One might think Harrower is playing for cheap laughs and shoehorning contemporary relevance into the Act Four lecture scene, where we, a polite and unresponding audience are harangued by Stockmann with “Has anyone here one good word to say about politicians? Anyone? Show of hands?” But no, it’s all there, inherent in the character’s diatribe and it’s the yearningly topical nature of the play that has seen it reinvented time and again (let’s face it, it only took the addition of a monster shark to turn it into one of the blockbuster movies of the 70s).
You’re unlikely to have seen any Ibsen play as served up by Jones. If he wanted to blow the cobwebs away and prise the playwright away from a traditional dreariness that has hounded him since he wrote the play in 1882, he certainly succeeds. Thank goodness that treatments like this, and Benedict Andrews’s recent Three Sisters at the Young Vic, are now successfully finding new ways of presenting the classics. No dingy late 19 Century Norwegian gloom here; Miriam Buether’s stripped pine wall sauna room is blasted with light. You’re left feeling as though you’ve leapt naked from the steam room, rolled in snow and whipped yourself with nettles. Fresh indeed.
The casting is faultless. Nick Fletcher is brilliant as Stockmann the doctor, a sincere longing to do right for his beloved town turning to a manic defiance against the evils of hypocrisy and self-interest which soon looks like complete madness. He delivers his lecture in the style of a stand-up comic (and is very funny at it) before descending into the cranky fervour of a TV evangelist, invading the audience, microphone in hand, to dispense his personal epiphany as gospel. It’s Brand on speed. Fletcher’s bearded, scraggle-haired Stockmann bears an eerie resemblance to Charles Manson, another individualist crackpot who went off to create his own ideal society with horrifying consequences. Whether that’s intentional or not, it carries a warning that following your own path in life has its dangers.

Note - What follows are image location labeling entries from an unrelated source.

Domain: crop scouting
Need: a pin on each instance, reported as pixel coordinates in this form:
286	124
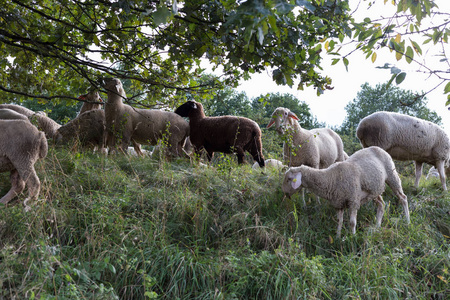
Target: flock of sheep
316	158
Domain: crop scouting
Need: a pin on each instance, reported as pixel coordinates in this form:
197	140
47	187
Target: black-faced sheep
317	148
92	101
351	183
141	126
407	138
21	145
227	134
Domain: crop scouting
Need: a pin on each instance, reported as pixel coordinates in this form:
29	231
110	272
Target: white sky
330	106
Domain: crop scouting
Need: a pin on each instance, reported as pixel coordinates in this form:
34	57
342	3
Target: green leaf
409	55
345	60
447	88
161	15
400	77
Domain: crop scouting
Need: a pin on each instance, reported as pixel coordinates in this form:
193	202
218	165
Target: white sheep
92	101
142	126
269	163
317	148
21	145
350	183
407	138
9	114
46	124
20	109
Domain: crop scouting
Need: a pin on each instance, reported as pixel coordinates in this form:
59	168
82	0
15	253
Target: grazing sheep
269	163
21	145
350	183
143	126
39	119
92	101
225	134
317	148
407	138
46	124
9	114
88	128
18	108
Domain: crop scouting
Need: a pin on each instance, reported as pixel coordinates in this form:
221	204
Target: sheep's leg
419	166
380	209
353	215
441	169
240	154
404	202
17	186
34	186
340	216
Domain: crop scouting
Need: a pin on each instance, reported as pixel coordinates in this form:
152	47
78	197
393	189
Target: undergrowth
136	228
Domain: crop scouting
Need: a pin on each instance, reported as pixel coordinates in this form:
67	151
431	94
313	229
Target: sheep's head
186	109
280	117
292	181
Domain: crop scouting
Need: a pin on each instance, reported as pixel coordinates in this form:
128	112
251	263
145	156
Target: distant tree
228	101
264	105
382	97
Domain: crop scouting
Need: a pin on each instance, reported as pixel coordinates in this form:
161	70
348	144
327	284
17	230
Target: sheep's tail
43	145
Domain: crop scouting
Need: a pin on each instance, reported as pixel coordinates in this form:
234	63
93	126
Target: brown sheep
21	145
140	126
227	134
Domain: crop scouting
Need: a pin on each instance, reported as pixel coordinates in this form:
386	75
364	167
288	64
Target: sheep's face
280	117
292	182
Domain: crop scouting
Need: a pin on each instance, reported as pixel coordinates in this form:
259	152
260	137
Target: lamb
143	126
9	114
45	124
350	183
225	134
88	128
407	138
317	148
92	101
39	119
269	163
21	145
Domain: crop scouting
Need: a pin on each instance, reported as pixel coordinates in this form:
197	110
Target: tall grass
136	228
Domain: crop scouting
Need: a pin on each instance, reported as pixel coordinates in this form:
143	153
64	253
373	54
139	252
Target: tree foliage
53	49
416	25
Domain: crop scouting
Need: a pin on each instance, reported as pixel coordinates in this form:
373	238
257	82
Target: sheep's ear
296	181
293	116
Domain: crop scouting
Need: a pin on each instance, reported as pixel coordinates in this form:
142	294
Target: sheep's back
19	138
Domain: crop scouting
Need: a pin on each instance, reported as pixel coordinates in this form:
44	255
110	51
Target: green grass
136	228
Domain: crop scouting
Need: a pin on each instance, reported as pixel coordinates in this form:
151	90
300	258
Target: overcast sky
330	107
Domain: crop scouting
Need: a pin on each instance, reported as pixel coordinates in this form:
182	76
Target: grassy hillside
136	228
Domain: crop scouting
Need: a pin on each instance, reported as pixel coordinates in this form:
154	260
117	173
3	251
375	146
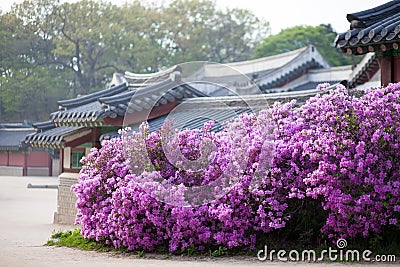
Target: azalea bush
337	155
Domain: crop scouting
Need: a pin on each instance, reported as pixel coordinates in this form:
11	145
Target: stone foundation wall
10	171
66	199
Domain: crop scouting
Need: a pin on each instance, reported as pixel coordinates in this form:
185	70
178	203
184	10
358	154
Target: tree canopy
289	39
51	50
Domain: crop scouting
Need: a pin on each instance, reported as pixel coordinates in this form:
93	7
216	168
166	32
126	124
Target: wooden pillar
96	132
61	160
25	167
50	163
396	69
386	70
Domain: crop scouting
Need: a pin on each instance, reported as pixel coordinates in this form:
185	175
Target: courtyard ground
26	216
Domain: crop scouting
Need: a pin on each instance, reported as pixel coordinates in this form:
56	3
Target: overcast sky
287	13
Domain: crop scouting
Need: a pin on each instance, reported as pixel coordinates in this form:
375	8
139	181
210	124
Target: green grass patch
74	239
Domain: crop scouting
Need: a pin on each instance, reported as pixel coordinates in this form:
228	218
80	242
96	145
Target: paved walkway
26	217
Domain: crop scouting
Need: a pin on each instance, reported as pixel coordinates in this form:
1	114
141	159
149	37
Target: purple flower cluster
196	188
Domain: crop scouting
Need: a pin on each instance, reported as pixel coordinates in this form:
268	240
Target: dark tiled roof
195	112
52	137
364	70
372	27
195	119
13	138
310	85
90	110
155	95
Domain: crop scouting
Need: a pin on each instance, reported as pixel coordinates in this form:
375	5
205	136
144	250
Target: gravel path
26	217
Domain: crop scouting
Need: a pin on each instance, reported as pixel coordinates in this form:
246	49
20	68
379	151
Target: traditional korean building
16	158
80	122
377	31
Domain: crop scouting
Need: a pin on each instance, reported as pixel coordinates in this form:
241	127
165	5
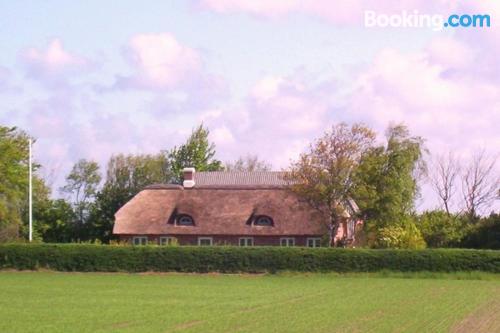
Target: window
287	241
205	241
314	242
184	220
166	240
263	221
246	241
140	240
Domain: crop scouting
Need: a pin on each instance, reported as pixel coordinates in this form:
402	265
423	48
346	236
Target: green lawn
91	302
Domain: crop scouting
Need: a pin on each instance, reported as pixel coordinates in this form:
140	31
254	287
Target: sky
90	79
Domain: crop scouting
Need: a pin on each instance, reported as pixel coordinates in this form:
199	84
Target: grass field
90	302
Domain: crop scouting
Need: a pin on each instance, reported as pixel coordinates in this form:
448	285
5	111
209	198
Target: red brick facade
222	239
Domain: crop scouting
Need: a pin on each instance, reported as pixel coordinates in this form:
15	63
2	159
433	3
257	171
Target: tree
197	152
442	229
386	183
126	176
323	176
445	170
248	163
82	184
480	184
13	180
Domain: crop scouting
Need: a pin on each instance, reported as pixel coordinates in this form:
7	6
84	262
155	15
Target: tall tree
13	180
480	184
197	152
82	184
126	176
444	173
387	184
323	176
248	163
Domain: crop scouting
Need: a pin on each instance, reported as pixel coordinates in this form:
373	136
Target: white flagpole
30	196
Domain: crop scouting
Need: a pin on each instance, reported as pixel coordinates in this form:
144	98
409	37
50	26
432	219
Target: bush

Darrell D’Silva is equally good as his brother, Stockmann the mayor, who is driven as much by a rich seam of boyhood jealousy as financial and political greed, and their sparring is a joy to watch. The rest of the cast make vivid contributions to a world balanced between grotesquerie and the naturalism more normally associated with Ibsen, although their motivations are sometimes curtailed by Harrower’s editing.
Stockmann’s final repeated “I am the strongest man in the world” may hammer the message home a bit too heavily, and in lesser hands Jones’s maverick approach could all have gone horribly wrong, but his wayward brilliance ensures that great drama stimulates and above all entertains.